Online Privacy | Where are they watching and what do they know?

We live in an always connected world. But how many of us see online privacy as a priority?

Most of the time we don't think anything of connecting to the internet to do any number of tasks. Shopping, social media, work, banking, entertainment, the internet has become an everyday tool for most people in America.

For many people, online privacy isn't an issue given much thought, but a rising number of people are falling victim to identity theft and bank account fraud.

Now, add to this what we know about NSA surveillance, and we have some serious reasons to want to protect our online privacy

This guide will explain some of the biggest online threats to our privacy, how they are used against us, and what we can do to fight them.

Home network privacy

A wireless router is a staple appliance in most households in the US. People love the convenience of wireless, and the portability of today’s devices. What many users don’t realize is that this convenience can come at a high cost to privacy. If you care about your home network privacy, we strongly recommend looking into VPN router options such as the  Netgear R7000 or Asus RT-AC56U.

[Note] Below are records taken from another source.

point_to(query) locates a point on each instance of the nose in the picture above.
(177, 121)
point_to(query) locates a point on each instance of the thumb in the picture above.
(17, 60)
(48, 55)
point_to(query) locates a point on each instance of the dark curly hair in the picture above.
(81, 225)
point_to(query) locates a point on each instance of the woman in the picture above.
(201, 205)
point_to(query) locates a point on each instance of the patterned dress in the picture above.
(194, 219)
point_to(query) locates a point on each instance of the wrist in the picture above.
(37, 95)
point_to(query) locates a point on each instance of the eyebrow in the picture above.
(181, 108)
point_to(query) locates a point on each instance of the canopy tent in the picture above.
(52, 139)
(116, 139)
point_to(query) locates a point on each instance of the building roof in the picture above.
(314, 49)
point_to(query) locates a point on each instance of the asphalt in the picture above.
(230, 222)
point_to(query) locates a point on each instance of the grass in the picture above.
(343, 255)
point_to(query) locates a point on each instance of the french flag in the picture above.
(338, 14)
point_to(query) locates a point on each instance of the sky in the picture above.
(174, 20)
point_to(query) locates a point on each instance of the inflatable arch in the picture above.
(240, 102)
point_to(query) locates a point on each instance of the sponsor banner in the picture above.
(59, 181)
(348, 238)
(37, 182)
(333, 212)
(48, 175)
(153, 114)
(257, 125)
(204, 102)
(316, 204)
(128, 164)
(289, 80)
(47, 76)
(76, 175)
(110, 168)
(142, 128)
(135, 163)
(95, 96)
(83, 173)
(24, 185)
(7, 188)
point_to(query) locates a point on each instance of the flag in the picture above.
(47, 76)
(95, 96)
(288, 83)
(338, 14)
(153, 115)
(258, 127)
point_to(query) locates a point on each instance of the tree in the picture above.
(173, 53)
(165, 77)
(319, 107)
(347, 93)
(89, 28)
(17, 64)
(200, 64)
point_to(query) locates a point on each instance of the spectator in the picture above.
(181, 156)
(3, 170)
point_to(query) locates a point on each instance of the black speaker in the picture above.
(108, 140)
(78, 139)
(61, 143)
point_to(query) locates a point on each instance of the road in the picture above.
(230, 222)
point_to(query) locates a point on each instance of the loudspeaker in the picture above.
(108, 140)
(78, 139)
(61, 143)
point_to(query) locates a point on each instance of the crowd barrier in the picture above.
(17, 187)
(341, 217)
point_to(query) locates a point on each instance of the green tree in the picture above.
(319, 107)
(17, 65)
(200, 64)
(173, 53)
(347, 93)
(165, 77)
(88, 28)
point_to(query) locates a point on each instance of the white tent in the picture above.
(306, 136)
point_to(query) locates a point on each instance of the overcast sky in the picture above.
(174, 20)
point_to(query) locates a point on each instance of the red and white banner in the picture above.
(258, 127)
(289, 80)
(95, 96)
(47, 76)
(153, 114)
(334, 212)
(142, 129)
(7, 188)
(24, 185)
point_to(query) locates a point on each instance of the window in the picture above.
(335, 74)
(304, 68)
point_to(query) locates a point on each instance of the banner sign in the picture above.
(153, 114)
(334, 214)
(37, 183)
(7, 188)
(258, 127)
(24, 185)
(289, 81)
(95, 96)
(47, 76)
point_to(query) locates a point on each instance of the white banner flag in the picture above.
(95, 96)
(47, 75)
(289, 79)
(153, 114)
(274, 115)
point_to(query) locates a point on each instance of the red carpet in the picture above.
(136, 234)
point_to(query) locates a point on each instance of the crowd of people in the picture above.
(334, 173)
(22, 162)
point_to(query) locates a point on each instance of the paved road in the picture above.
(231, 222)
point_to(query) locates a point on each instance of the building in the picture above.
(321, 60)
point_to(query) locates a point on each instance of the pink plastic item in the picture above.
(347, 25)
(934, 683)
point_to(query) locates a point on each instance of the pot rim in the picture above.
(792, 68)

In 2008, Wifi Protected Setup (WPS) was introduced. WPS was designed to allow for easy setup and connection by allowing a button on the router to push login information to a device. This meant administrators didn’t have to remember passwords. While good in theory, WPS is a security nightmare and puts your network at risk.

Many security experts have demonstrated the weaknesses in WPS that allow the passphrase to be revealed, and just  how easy it could be to crack the password. 

The reality is that even low level hackers can force a WPS connection without physical access to the router. These hackers can even change the password to the network, effectively locking administrators out of their networks.

Ouch! You might not post your wifi password publicly, but your router is! Clearly this represents a security risk. Your router is handing over the keys to your network to anyone with the skills and knowledge to request access.

Firmware

Even if you were lucky or informed enough not to buy a WPS enabled router, that doesn’t mean you are in the clear. Remember when we said that the router is a staple appliance in most homes?

The problem with appliances, is that we take them for granted. Most people only think of their wireless router when they need to connect online or can't connect. This is the case with utility appliances - we remember to change the lightbulb over the stove when we try to turn it on. Out of sight, out of mind.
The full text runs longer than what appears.